I’m starting behind.

My mommy and daddy are not like theirs.

 

No bedtime stories

with silly questions

“What color is the ball?”

“What did the dog say?”

 

But this is kindergarten.

Labeling, identifying, putting the basics together

of a storybook that everyone,

except for me,

seems to recognize.

 

But my mommy and daddy talk to me like big kids,

like I’m a big kid.

 

I’m raised by their language,

that way of thinking.

Not just the curse words, the yelling, the verbal violence,

but the analyzing,

the contextualizing,

the mature execution of conversation.

 

I am five years old,

and I do not realize

my own literacy capabilities,

because this is kindergarten.

This is school, not home.

 

Teachers talk down to me,

Through body language, through inflection,

I am wrong.

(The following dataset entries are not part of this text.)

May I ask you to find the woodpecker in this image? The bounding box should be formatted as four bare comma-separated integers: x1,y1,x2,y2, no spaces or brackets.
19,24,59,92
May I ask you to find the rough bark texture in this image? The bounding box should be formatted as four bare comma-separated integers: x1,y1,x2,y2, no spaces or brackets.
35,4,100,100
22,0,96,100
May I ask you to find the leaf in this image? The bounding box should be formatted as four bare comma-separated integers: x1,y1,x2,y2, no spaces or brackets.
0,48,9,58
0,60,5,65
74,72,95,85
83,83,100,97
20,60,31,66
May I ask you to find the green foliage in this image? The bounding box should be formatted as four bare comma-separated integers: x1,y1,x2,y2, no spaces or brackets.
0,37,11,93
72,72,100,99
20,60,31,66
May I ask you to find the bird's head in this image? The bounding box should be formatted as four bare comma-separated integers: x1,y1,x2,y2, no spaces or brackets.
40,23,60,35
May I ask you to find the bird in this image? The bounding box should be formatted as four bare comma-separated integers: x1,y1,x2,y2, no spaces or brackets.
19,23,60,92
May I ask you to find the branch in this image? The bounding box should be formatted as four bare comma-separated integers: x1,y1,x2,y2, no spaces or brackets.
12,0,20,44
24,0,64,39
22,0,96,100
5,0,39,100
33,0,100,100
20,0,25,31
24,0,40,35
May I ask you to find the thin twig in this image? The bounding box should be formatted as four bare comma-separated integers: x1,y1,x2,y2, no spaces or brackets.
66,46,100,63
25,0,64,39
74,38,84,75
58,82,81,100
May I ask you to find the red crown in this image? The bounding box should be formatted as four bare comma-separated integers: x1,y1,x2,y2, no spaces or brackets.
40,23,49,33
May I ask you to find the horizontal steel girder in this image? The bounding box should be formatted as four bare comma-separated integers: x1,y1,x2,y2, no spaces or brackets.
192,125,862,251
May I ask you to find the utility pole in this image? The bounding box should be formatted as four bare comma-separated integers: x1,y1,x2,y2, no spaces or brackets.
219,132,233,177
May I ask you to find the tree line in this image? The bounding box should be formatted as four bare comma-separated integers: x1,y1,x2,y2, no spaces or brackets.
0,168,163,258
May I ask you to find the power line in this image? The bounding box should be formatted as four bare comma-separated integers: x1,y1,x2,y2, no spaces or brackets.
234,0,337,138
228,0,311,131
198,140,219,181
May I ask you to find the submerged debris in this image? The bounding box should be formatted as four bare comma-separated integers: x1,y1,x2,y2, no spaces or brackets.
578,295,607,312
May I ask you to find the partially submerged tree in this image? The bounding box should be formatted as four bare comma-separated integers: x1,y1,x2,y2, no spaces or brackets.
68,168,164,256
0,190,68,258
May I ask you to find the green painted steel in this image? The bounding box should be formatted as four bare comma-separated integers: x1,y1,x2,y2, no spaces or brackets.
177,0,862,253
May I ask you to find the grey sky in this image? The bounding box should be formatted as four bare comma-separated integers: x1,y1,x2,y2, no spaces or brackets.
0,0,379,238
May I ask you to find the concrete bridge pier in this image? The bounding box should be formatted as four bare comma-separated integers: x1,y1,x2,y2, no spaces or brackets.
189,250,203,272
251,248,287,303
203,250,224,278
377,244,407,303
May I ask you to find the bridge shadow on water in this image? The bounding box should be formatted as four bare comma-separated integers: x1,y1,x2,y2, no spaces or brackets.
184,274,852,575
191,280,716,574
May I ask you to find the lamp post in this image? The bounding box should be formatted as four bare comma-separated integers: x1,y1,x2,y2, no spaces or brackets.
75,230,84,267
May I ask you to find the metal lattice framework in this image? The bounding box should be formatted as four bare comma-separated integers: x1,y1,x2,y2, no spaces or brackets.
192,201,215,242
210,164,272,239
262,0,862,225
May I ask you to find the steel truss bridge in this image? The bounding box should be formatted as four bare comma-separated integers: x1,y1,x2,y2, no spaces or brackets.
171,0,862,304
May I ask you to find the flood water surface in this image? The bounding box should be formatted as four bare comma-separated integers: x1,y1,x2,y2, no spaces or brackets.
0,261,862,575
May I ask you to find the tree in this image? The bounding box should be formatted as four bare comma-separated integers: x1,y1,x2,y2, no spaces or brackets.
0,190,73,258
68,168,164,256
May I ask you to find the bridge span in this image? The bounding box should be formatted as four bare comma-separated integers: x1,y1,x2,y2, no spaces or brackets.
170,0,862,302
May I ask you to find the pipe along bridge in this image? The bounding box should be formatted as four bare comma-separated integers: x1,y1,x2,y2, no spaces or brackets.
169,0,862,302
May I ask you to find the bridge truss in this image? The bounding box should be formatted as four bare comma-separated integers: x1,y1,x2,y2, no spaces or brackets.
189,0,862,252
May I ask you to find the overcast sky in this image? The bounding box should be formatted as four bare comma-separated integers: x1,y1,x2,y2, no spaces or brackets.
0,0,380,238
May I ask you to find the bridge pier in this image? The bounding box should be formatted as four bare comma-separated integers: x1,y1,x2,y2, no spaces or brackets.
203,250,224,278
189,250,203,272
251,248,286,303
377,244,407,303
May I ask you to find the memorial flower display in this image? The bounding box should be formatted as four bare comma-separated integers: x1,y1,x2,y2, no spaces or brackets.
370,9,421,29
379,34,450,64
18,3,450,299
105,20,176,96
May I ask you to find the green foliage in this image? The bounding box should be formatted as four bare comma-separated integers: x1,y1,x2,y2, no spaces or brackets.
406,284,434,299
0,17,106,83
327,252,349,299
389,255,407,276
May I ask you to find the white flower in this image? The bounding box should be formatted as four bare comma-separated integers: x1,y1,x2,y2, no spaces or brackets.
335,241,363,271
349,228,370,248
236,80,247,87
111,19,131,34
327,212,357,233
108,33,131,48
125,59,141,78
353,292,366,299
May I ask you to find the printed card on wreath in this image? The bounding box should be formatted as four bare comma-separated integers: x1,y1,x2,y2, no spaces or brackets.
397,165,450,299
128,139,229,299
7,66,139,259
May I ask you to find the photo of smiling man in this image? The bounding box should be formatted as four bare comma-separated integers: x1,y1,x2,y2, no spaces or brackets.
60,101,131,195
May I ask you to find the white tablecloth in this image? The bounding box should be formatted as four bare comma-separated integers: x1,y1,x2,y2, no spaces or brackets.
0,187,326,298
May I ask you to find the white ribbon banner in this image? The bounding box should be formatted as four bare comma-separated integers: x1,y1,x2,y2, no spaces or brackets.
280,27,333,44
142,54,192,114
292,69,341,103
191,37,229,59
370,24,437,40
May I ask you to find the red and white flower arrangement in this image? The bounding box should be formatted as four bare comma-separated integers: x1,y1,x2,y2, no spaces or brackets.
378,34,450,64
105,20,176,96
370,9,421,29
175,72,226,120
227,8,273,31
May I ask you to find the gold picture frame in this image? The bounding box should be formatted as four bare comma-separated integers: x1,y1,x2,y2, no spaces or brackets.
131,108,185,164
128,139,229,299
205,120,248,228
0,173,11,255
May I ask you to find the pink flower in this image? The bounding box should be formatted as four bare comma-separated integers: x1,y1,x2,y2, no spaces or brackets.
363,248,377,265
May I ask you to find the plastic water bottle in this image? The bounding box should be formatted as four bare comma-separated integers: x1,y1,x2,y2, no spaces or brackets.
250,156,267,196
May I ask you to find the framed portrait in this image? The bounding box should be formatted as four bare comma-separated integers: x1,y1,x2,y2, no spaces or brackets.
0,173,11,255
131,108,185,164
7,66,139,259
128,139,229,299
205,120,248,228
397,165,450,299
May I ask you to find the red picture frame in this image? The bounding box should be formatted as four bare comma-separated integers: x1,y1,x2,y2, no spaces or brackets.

I do not know the answers.

 

But what if my teachers

saw me like my parents do?

Talked to me like a big kid,

Realized my capabilities.

My social literacy,

My communicative skills,

My ability to decontextualize a piece of writing.

 

By fourth grade,

I will fit in.

That’s when they talk like big kids,

have a more developed social entity,

When they talk about reading like big kids.

I can’t wait!

 

Except,

I can’t make it that far.

I am failing kindergarten.

My mommy and daddy did not raise me

Preparing me for kindergarten language.

 

Can my teachers catch me up?

Can they teach me school language?

To stay on track,

To make it to fourth grade with my class?

 

I don’t actually know,

How important reading and literacy are

in schools.

Because I am only five.

 

But I hope my teachers do.

I hope they teach me how to read,

Like their mommies and daddies read to them.

So I do not become labeled

As a child who fails in academic language.

 

I am only five.

I may be poor.

I didn’t have many toys or story books growing up.

But I am smart.

 

I have my own special language skills,

That all my teachers should recognize, not ignore,

Or brush off,

Only to focus on the “right” way to read.

 

They should employ my skills in the classroom,

And integrate basic academic language,

Eventually,

To help me read like a kindergartener.